‘Expert on Russian disinformation’ exposed for spreading disinformation about Twitter users
Defense analyst and wannabe Kremlinologist Ben Nimmo, reportedly responsible for wrongly ‘outing’ a genuine Twitter user as a ‘Russian troll,’ has been attempting to backtrack, much to the amusement of social media users.
The head of the Atlantic Council's Digital Forensic Research Labs, described by The Times as "an expert on Russian disinformation," has been studying the activity of suspected pro-Russia Twitter users over the last couple of months. In his analysis, Nimmo identified Twitter user @Ian56789 as a ‘Kremlin troll.’
The claim was challenged when @Ian56789, whose real name is Ian Shilling, was interviewed by Sky News after he had his Twitter account suspended following a spate of 100 tweets a day during a 12-day period from April 7, reaching 23 million users. Shilling is a middle-aged, self-described “ordinary British citizen” who likes to do his own independent research on issues, suggested in his interview that he’s been targeted due to his non-mainstream views on major issues.
Nimmo then took to Twitter to vent his frustration at accusations that he himself has been spreading disinformation or "fake news" – the very practice he accused @Ian56789 of engaging in. Wikileaks has been his primary target.
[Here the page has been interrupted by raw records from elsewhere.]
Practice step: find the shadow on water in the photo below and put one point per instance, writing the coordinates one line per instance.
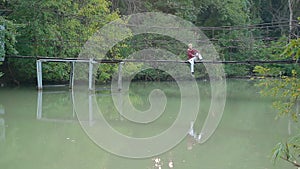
(41, 130)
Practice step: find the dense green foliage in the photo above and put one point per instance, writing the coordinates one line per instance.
(60, 28)
(286, 90)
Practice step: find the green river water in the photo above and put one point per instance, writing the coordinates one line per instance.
(40, 130)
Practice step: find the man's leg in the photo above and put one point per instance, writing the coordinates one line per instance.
(192, 62)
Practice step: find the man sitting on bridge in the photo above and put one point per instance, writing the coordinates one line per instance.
(193, 54)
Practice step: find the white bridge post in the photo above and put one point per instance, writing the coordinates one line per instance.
(39, 74)
(71, 83)
(91, 74)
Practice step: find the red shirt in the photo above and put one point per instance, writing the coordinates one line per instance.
(191, 53)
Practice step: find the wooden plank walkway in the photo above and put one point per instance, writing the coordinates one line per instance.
(92, 61)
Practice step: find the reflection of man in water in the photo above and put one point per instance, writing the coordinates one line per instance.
(193, 55)
(193, 138)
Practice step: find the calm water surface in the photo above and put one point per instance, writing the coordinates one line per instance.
(39, 130)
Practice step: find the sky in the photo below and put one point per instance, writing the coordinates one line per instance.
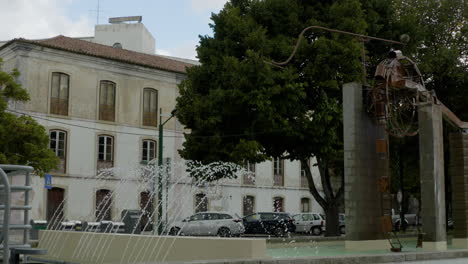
(175, 24)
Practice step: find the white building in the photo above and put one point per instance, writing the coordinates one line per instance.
(100, 104)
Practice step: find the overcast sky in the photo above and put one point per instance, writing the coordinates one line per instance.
(175, 24)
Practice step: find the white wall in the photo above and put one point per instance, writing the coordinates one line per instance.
(132, 36)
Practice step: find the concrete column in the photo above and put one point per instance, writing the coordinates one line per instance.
(431, 155)
(363, 168)
(458, 171)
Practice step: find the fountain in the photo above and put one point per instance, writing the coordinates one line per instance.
(106, 245)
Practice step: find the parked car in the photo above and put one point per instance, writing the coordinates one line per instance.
(313, 223)
(410, 219)
(277, 223)
(342, 223)
(221, 224)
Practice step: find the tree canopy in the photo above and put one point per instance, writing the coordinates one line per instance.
(239, 106)
(23, 140)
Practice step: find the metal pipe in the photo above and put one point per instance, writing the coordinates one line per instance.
(26, 204)
(362, 37)
(6, 217)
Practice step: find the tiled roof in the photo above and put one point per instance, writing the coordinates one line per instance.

It can't be this piece, because I called him a pro-Kremlin troll and probable influence account, based on the evidence at the time (stolen profile pic, lies about bio, systematic pro-Kremlin posting, systematic abuse of Kremlin critics)https://t.co/l5jpzRx0BT— Ben Nimmo (@benimmo) April 24, 2018
In other words, it looks like you've "literally" repeated a false accusation against me, and demonstrably failed to do any of the basic due diligence on primary sources which would have allowed you to check it. So, what +is+ your source? pic.twitter.com/smUr4iGX1o— Ben Nimmo (@benimmo) April 24, 2018
His issue seems to be around the precise label he gave @Ian56789. Nimmo insists that he has not referred to this account as a Kremlin ‘bot,’ but Twitter user @jamesdoleman asked the question of why he had claimed the individual in question was an "agent of influence"?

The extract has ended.